Table 1. Regional and national influenza-like illness activity baselines for the 2018-2019 influenza season for Centers for Disease Control and Prevention Outpatient Influenza-like Illness Surveillance Network, Flu Near You, athenahealth, and HealthTweets.org.

Geographical area	Centers for Disease Control and Prevention Outpatient Influenza-like Illness Surveillance Network	Flu Near You	athenahealth	HealthTweets.org
Region 1^a	1.8	2.1	1.3	0.8
Region 2^b	3.1	2.4	1.7	0.4
Region 3^c	2.0	2.4	1.5	0.5
Region 4^d	2.2	2.7	1.4	0.6
Region 5^e	1.8	2.6	1.1	0.5
Region 6^f	4.0	2.6	1.9	0.7
Region 7^g	1.6	2.5	1.0	0.7
Region 8^h	2.2	2.9	1.0	0.8
Region 9ⁱ	2.3	2.5	1.7	0.6
Region 10^j	1.1	2.5	0.6	0.7
National	2.2	2.3	1.4	0.5

^aRegion 1 includes Connecticut, Maine, Massachusetts, New Hampshire, Rhode Island, and Vermont.

^bRegion 2 includes New Jersey, New York, Puerto Rico, and US Virgin Islands.

^cRegion 3 includes Delaware, District of Columbia, Maryland, Pennsylvania, Virginia, and West Virginia.

^dRegion 4 includes Alabama, Florida, Georgia, Kentucky, Mississippi, North Carolina, South Carolina, and Tennessee.

^eRegion 5 includes Illinois, Indiana, Michigan, Minnesota, Ohio, and Wisconsin.

^fRegion 6 includes Arkansas, Louisiana, New Mexico, Oklahoma, and Texas.

^gRegion 7 includes Iowa, Kansas, Missouri, and Nebraska.

^hRegion 8 includes Colorado, Montana, North Dakota, South Dakota, Utah, and Wyoming.

ⁱRegion 9 includes Arizona, California, Guam, Hawaii, and Nevada.

^jRegion 10 includes Alaska, Idaho, Oregon, and Washington.

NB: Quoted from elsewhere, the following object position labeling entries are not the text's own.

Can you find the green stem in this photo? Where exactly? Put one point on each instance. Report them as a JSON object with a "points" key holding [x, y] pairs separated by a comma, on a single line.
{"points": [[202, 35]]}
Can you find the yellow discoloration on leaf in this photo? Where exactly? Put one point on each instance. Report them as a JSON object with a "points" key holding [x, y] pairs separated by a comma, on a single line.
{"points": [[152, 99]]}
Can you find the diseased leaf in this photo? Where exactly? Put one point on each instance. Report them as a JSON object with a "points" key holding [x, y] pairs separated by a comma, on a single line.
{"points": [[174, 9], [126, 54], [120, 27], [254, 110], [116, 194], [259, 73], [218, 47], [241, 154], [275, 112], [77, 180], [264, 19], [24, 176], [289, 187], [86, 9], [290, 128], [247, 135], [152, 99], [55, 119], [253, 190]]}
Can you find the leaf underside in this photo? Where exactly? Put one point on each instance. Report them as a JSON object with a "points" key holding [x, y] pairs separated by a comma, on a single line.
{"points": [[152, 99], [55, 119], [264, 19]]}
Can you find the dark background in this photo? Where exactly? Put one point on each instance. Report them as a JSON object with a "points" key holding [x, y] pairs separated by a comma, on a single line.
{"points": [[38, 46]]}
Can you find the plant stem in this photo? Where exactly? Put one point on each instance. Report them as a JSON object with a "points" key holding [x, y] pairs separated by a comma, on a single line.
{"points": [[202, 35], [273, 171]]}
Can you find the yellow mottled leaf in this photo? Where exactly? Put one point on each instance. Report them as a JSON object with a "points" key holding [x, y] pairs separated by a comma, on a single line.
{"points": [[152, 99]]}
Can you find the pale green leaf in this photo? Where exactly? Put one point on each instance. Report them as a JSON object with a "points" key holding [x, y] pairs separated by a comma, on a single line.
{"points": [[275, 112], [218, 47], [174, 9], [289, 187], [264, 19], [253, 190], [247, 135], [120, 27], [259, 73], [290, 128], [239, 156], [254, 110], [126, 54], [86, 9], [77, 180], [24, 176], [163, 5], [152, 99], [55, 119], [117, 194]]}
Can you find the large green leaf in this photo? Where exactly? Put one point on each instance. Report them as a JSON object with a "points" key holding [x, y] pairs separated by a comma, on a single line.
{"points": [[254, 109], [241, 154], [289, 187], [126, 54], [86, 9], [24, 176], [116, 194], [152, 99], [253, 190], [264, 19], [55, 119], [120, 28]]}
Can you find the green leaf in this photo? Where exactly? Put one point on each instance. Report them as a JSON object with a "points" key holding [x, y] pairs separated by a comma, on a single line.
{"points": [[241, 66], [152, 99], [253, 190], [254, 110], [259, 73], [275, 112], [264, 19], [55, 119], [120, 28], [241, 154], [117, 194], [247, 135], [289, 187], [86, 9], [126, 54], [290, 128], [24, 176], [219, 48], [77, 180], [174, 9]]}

Figure 2. Spatial heatmaps of US regional baseline influenza-like illness activity for the 2018-2019 influenza season for (A) Centers for Disease Control and Prevention Influenza-like Illness Surveillance Network, (B) Flu Near You, (C) athenahealth, and (D) HealthTweets.org. CDC: Centers for Disease Control and Prevention; FNY: Flu Near You; ILINet: Influenza-like Illness Surveillance Network.

Flu Near You

For FNY, the national baseline is 2.3, and the median regional baseline is 2.5 (IQR 2.4-2.6). The minimum baseline is 2.1, region 1, and the maximum baseline is 2.9, region 8. Compared with other data sources, the mean relative differences for FNY in Figure 3 show less heterogeneity and no consistent patterns in the percentage of ILI across geographical areas. Although the timing of peaks in the percentage of ILI varies between regions, the relative percentage of ILI is consistent across geographical areas and seasons (Figure 4 and Multimedia Appendix 2).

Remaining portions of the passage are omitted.